A abordagem assenta na interação hiperfina entre os spins dos electrões e o spin do núcleo - uma ligação que pode funcionar como “ponte” de leitura, evitando interferir directamente com a dança magnética nuclear.

“O conceito geral já tinha sido demonstrado há alguns anos, recorrendo à chamada interação hiperfina entre spins electrónicos e nucleares”, explica o físico Sander Otte, também da Universidade de Tecnologia de Delft. “No entanto, essas medições iniciais eram demasiado lentas para captarem o movimento do spin nuclear ao longo do tempo.”

Medição pulsada: seguir o movimento ao longo do tempo

Para ultrapassar a limitação de velocidade, os investigadores criaram um esquema de medição pulsada: em vez de uma observação contínua, o microscópio de varrimento por tunelamento mede o átomo em pulsos curtos, separados por um intervalo de pausa.

Este tipo de estratégia ajuda a recolher informação temporal do sistema sem o sujeitar ao mesmo padrão de perturbação constante de uma medição ininterrupta, permitindo acompanhar a evolução do estado com maior eficácia.

O resultado: comutações a cada cinco segundos entre estados quânticos

Com este regime pulsado, Stolte e Lee conseguiram observar a comutação do átomo em tempo real no ecrã do computador. A análise indicou um intervalo de aproximadamente cinco segundos entre cada mudança - suficientemente rápido para medir o fenómeno antes de a oscilação nuclear “passar” ao longo do tempo sem ser registada.

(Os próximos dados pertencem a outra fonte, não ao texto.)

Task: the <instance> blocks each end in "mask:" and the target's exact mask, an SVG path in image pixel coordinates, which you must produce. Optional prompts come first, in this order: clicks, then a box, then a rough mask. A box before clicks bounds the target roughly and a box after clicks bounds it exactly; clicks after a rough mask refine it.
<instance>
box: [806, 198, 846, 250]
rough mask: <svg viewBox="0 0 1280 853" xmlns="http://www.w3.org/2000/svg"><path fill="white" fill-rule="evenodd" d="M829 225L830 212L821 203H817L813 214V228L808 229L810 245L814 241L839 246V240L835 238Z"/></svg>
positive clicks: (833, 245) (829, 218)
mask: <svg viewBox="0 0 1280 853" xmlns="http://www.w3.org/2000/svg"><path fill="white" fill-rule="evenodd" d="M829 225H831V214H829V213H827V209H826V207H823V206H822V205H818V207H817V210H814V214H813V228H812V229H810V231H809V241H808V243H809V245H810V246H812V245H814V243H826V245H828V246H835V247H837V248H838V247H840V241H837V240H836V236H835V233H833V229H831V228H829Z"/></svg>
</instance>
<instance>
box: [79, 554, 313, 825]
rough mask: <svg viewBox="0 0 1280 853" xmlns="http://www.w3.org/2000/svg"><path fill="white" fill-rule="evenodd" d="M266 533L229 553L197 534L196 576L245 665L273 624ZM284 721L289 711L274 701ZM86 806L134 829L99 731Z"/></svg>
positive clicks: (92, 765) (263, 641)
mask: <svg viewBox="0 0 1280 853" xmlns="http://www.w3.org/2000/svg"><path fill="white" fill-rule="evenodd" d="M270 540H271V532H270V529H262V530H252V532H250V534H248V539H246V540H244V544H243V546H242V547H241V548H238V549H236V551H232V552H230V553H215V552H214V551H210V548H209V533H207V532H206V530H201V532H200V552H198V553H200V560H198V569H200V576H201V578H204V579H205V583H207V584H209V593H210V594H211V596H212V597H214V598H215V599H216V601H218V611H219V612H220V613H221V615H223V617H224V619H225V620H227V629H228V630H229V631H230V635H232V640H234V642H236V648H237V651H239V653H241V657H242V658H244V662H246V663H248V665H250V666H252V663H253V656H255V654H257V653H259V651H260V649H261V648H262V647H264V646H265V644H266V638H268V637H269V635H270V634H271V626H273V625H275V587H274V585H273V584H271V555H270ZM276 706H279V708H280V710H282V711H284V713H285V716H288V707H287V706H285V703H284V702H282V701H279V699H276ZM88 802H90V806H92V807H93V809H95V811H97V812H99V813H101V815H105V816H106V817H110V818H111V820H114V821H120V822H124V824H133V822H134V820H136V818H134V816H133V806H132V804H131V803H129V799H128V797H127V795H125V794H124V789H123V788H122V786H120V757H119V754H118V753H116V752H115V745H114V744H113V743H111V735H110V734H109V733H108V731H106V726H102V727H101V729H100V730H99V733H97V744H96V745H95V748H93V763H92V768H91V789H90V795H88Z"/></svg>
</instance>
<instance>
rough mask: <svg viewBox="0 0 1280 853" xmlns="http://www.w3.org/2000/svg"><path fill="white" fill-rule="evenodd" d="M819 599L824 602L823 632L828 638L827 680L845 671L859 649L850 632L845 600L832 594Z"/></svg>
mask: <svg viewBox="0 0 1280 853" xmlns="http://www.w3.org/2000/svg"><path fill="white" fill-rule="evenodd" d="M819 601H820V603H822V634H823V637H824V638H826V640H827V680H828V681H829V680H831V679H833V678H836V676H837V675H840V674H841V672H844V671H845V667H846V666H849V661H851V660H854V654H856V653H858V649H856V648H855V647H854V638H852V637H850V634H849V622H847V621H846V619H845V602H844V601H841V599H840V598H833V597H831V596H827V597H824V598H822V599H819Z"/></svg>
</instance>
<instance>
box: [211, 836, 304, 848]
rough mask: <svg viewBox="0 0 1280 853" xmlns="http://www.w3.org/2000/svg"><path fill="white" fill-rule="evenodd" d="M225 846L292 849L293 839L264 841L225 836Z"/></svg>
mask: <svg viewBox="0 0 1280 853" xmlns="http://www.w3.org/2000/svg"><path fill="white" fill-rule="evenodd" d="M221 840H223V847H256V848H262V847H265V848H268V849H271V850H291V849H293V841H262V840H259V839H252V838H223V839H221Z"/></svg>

“Conseguimos demonstrar que esta comutação corresponde ao spin nuclear a inverter de um estado quântico para outro, e depois a regressar”, afirma Stolte. “O primeiro passo em qualquer nova fronteira experimental é conseguir medi-la, e foi isso que conseguimos fazer para spins nucleares à escala atómica.”

Esta capacidade de cronometrar a relaxação do spin nuclear é particularmente relevante porque os spins nucleares, em muitas arquitecturas, podem oferecer uma via promissora para qubits mais estáveis - desde que seja possível ler e caracterizar o seu estado com precisão, sem destruir a informação no processo.

A seguir, abordagens deste género poderão ajudar a mapear como diferentes ambientes e configurações atómicas influenciam os tempos de relaxação, o que é essencial para desenhar e optimizar plataformas de qubits montadas atomicamente baseadas em átomos individuais.

O estudo foi publicado na revista Comunicações da Natureza.